De 16h à 4h30 du matin

Notre sélection de concerts à ne pas manquer vendredi

Metronomy

Metronomy

Est-il encore nécessaire de présenter les quatre Anglais de Metronomy ? Le groupe, mené par Joseph Mount, a marqué l’année 2011 avec la sortie de son album ‘English Riviera’. Le disque, qui propose une dizaine de morceaux raffinés et envoûtants, cache derrière son ostensible insouciance, une construction complexe et un travail de fond soigné au millimètre. Moins âpre que les deux opus précédents, il sublime l’électro-pop en lui offrant aplomb et sensualité. Il faut dire que le groupe a revu ces recettes. Les musiciens sont sortis de leur chambre pour enregistrer en studio, la place accordée à l’écriture et au chant a pris de l’importance, les arrangements ont été épurés et l’horizon des influences musicales s’est élargi. Tout semble tenir dans les détails, dans un tas de minuscules ingrédients incorporés ici et là, avec sophistication et pertinence. Le résultat est à la fois nostalgie et réjouissant, doucereux et entraînant.

Birdy Nam Nam

Birdy Nam Nam

Collectif de DJs ultra réputés rassemblant Crazy-B, DJ Pone, DJ Need et Little Mike, les Birdy Nam Nam ont porté le turntablism au rang d’art. « Turntablism » avez-vous dit ? Il s’agit tout simplement du fait d’utiliser directement les platines pour faire de la musique, chaque DJ s’occupant d’un son comparable à un instrument de musique. Avec le fabuleux titre “Abbesses”, le groupe a prouvé qu’on pouvait créer ainsi de véritables morceaux mélodiques et toucher un large public. Mais après l’annulation d’un concert fin 2011, les Birdy Nam Nam se mettent une partie de leurs fans à dos sur Facebook en attisant les tensions au lieu de les apaiser. La polémique cesse quand DJ Pone et Little Mike expliquent qu’ils ne voulaient pas manquer de respect aux fans mais répondre à des critiques insultantes. Pour dissiper tout malentendu, ils mettront le feu à la scène de Solidays ce vendredi 22 juin.

The Kills

The Kills

Après avoir été les chouchous d’une poignée de rockers avertis à leurs débuts, les Kills sont devenus une grosse machine indé, qui s’invite sur les unes des magazines rock et dans les pages people de la presse plus commerciale. Que ce soit Alison Mosshart qui collabore avec Jack White dans The Dead Weather ou Jamie Hince devenu star grâce à sa compagne Kate Moss, les deux compères sont soudain devenus la coqueluche des journaux spécialisés.
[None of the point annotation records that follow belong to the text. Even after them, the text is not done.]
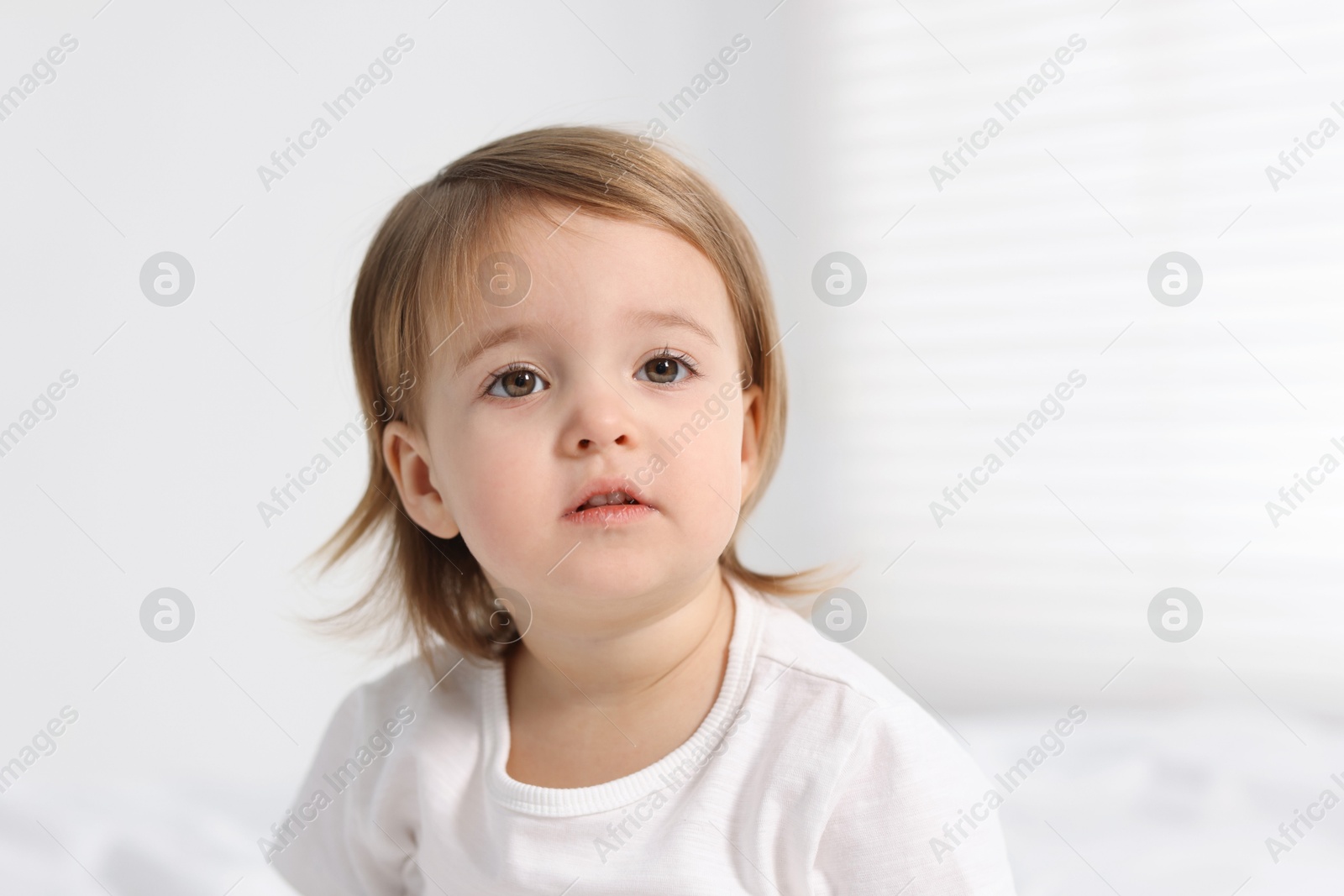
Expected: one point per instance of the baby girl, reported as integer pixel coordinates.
(566, 347)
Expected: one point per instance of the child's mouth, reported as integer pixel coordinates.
(608, 508)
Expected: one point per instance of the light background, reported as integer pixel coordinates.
(981, 297)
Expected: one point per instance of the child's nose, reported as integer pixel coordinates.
(601, 419)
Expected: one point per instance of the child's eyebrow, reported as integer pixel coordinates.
(488, 342)
(672, 318)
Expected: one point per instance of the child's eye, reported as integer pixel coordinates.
(517, 383)
(665, 369)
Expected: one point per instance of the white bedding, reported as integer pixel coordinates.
(1137, 802)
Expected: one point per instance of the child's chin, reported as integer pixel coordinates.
(616, 574)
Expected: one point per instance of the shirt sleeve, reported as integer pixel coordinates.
(353, 826)
(909, 815)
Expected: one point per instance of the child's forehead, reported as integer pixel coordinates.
(555, 265)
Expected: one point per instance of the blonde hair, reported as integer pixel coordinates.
(413, 284)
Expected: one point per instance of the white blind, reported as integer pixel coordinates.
(1032, 262)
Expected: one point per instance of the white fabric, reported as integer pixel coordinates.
(812, 774)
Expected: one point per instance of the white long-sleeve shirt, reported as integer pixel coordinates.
(812, 774)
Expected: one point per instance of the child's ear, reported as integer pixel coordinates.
(753, 419)
(407, 456)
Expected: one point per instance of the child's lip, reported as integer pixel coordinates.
(611, 515)
(606, 485)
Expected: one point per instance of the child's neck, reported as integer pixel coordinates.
(585, 711)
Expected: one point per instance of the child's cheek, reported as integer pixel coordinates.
(501, 490)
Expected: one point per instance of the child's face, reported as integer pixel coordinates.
(611, 376)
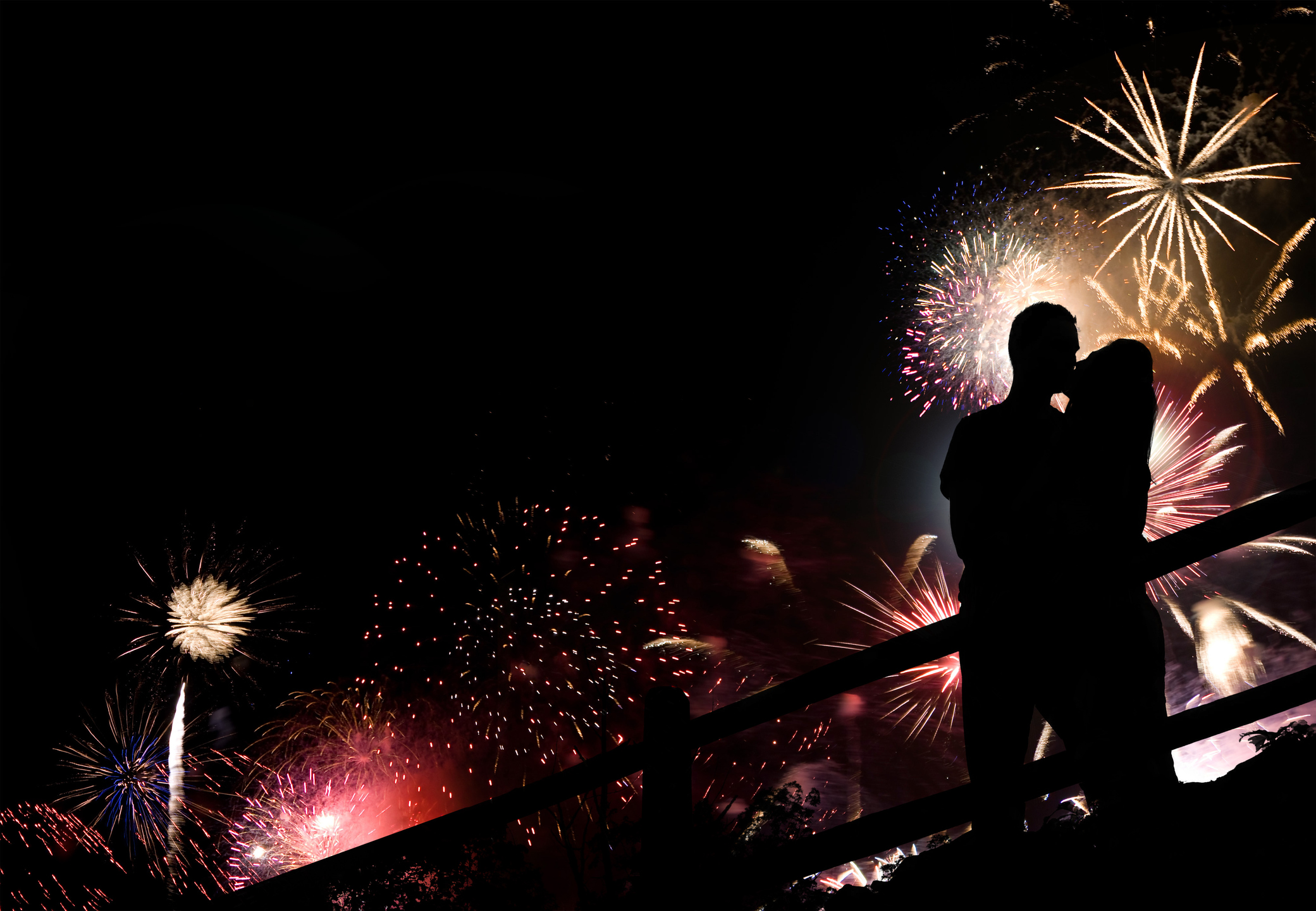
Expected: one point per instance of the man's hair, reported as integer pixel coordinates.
(1031, 323)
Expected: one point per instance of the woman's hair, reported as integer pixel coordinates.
(1111, 398)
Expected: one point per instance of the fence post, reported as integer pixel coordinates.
(667, 788)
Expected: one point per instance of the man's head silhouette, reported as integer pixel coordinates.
(1043, 348)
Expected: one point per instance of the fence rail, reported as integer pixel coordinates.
(859, 838)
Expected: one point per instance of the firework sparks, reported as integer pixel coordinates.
(551, 669)
(1167, 187)
(341, 769)
(120, 771)
(293, 823)
(1184, 467)
(53, 861)
(957, 349)
(930, 690)
(1238, 336)
(208, 604)
(207, 618)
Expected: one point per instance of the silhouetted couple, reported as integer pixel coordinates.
(1047, 511)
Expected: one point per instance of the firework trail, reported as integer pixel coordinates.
(198, 618)
(1167, 188)
(928, 692)
(175, 784)
(775, 563)
(53, 861)
(957, 349)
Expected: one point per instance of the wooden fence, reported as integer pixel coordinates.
(672, 735)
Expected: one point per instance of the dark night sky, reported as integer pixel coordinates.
(619, 252)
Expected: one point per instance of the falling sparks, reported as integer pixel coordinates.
(207, 606)
(956, 350)
(1167, 188)
(207, 618)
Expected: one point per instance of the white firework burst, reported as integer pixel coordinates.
(957, 349)
(207, 618)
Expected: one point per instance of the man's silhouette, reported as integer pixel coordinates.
(998, 478)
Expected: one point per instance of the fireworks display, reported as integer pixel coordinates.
(344, 766)
(53, 861)
(206, 603)
(957, 350)
(1236, 334)
(1167, 186)
(1224, 338)
(1186, 482)
(1228, 659)
(928, 693)
(120, 773)
(515, 640)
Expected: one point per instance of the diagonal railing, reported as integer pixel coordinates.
(310, 885)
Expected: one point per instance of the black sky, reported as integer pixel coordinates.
(327, 267)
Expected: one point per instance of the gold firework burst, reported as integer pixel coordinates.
(1169, 187)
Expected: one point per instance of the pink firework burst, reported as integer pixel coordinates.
(1186, 482)
(918, 598)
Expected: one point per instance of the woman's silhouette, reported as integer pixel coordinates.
(1116, 644)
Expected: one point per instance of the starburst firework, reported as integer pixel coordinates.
(1174, 205)
(206, 603)
(344, 766)
(1227, 656)
(120, 768)
(918, 598)
(1236, 336)
(957, 349)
A tel point qu’aujourd’hui, ils semblent devoir remplacer les White Stripes sur le devant de la scène médiatique alors qu’ils n’en ont pas l’étoffe. Comprenons-nous bien : le duo formé par Hotel et VV a produit de bons albums, surtout le premier, et continue de livrer des chansons efficaces. Sans véritable tube dans leur répertoire, ils n’ont jamais déçu pour autant, conservant une formule garage rock aux accents sexy et glamour qui fonctionne et qui plaît. Bref, s’ils ne sont pas les sauveurs du rock qu’on nous a promis ici ou là, ils restent une valeur sûre de l’indie, qui vaut le détour en concert.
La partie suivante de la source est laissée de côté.